Hendrix also failed to see a wide open DaVaris Daniels down the left sideline on his first pass attempt, instead rolling right and throwing out of bounds when his target, T.J. Jones, was held up.

The Irish scored on the drive (Rees to Jones) but Kelly took note of what could have been a costly error and unconscionable mis-read by his senior backup.

"He's got to be more effective than he was on Saturday," said Kelly. "He can't go in there and we get two false start penalties. We can't miss a wide-open receiver.  We've got to do a better job on our zone read.

"So if he's going to get more on his plate, he's got to be more productive, and we need him to be more productive."

Asked if Hendrix will compete with Rees, or instead prepare himself as a change-of-pace, "package" quarterback, Kelly noted it was too soon to look at expanding his role.

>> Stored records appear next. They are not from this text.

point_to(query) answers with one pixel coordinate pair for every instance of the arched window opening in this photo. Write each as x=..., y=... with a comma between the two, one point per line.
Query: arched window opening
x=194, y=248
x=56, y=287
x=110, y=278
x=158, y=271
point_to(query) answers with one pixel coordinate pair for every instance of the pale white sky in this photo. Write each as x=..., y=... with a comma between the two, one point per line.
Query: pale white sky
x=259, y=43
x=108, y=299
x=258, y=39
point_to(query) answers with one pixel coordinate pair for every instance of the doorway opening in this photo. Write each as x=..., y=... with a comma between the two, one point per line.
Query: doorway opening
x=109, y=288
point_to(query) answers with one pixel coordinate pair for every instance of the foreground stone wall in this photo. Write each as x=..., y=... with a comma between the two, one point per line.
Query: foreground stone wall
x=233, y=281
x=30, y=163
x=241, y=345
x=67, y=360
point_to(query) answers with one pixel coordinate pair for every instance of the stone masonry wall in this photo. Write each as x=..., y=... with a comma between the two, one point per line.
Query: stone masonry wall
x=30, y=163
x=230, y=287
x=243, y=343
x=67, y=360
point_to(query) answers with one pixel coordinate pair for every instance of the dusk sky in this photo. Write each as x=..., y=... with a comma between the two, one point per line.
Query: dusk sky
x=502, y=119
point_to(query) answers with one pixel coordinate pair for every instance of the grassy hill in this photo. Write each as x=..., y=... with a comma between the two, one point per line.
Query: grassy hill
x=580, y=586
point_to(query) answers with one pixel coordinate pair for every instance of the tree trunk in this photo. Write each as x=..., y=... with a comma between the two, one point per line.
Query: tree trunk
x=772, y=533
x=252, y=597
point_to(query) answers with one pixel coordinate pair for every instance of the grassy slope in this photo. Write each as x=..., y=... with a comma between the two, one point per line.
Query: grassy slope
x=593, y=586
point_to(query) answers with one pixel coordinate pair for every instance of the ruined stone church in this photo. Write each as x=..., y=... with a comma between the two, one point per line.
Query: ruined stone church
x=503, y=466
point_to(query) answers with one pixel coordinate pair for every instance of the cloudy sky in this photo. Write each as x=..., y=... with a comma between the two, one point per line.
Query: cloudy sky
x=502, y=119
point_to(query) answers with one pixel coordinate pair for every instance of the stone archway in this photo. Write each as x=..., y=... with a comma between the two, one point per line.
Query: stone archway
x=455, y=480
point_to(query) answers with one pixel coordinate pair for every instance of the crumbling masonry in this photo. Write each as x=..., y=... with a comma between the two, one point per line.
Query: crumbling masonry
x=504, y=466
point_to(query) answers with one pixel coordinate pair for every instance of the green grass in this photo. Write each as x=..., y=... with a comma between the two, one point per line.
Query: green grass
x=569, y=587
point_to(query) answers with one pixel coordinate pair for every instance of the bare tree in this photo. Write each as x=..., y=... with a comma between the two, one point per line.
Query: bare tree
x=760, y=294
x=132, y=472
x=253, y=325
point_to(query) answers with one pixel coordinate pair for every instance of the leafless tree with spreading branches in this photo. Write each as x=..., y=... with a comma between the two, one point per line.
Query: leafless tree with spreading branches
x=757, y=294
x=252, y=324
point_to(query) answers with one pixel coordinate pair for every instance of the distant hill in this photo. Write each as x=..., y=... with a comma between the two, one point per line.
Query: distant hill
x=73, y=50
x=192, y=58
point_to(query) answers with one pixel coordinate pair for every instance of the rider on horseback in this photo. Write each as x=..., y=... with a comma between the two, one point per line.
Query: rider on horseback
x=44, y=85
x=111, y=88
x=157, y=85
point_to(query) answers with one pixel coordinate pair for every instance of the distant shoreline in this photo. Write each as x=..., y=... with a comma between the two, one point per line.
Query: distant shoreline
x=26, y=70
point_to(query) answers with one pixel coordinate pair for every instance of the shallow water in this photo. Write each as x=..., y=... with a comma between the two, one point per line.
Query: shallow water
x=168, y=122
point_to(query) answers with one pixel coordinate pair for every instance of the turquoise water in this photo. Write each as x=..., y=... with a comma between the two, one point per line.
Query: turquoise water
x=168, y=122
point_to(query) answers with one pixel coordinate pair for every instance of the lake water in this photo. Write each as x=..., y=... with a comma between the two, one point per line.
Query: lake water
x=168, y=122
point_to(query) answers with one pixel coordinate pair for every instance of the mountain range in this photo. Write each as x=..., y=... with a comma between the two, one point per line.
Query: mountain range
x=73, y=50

"I don't know that you can go into the game and say, 'I'm just happy with a half-dozen snaps.'  I hope that -- and the way we presented it to Andrew is, look, you've got to help us win. You've got to help us win football games.  So his mindset has to be, I want to keep adding more to my plate.  I want more and more. 

"To answer that question is probably a little bit too premature. We've got to get him to be more effective when he goes in the game because he's going to go back in the game on Saturday (vs. Arizona State) and he's got to be more effective in that role. And then let's look to add on to that, and then maybe get to your initial question of, 'Hey, you know what, I'm going to push Tommy Rees as the starter.'"

Rees' Rhythm

Routinely inserted and removed from games last season, Rees is no stranger to sharing snaps. As the player who'll receive the lion's share, the immersion of another quarterback into the offense is unlikely to have an adverse affect.

"I think it gives the defense another thing to prepare for, it helps us in certain situations," Rees said. "Obviously, we used him a lot. When we needed a couple yards down in the red zone, it's just another component of our offense. If Andrew can help us win games, there is no point in not using him."

Pressed if time on the sidelines interrupted his rhythm, Rees said, "No, not really. No, not really."

Hendrix wasn't used in the second half, his first-half output included: +1, incomplete pass, +2 (on 1st and G at the 3), a false start on the offense, +6, -7, +4 on 3rd and 1, a snap infraction on the offense, and +5 (on 1st and 15).

Not the stuff of legend, but Notre Dame was able to mount drives with Hendrix involved.

"The way we are playing, we don't have much margin, and certainly it's important for us to run the football," Kelly said. "So I think Andrew gives us that dimension that allows us to run the football, help us out in some short yardage situations where we know it's been difficult for us with so many guys on the line of scrimmage that it doesn't turn into, you know, throw the football every time.

"I think he helps us out in those situations. We'd like to expand it where we get him to have some play-action pass and some passing game, as well. We don't want to turn this into a Wildcat. We want him to be part of the offense and one that you have to defend. So I think it's evolving. But I think it's certainly something that he can fit into and be part of what we do moving forward."

Arizona State will feature a dual-threat triggerman this Saturday in Taylor Kelly. Notre Dame's Kelly is trying to create a viable running threat of his own from the position -- a dual-quarterback attack.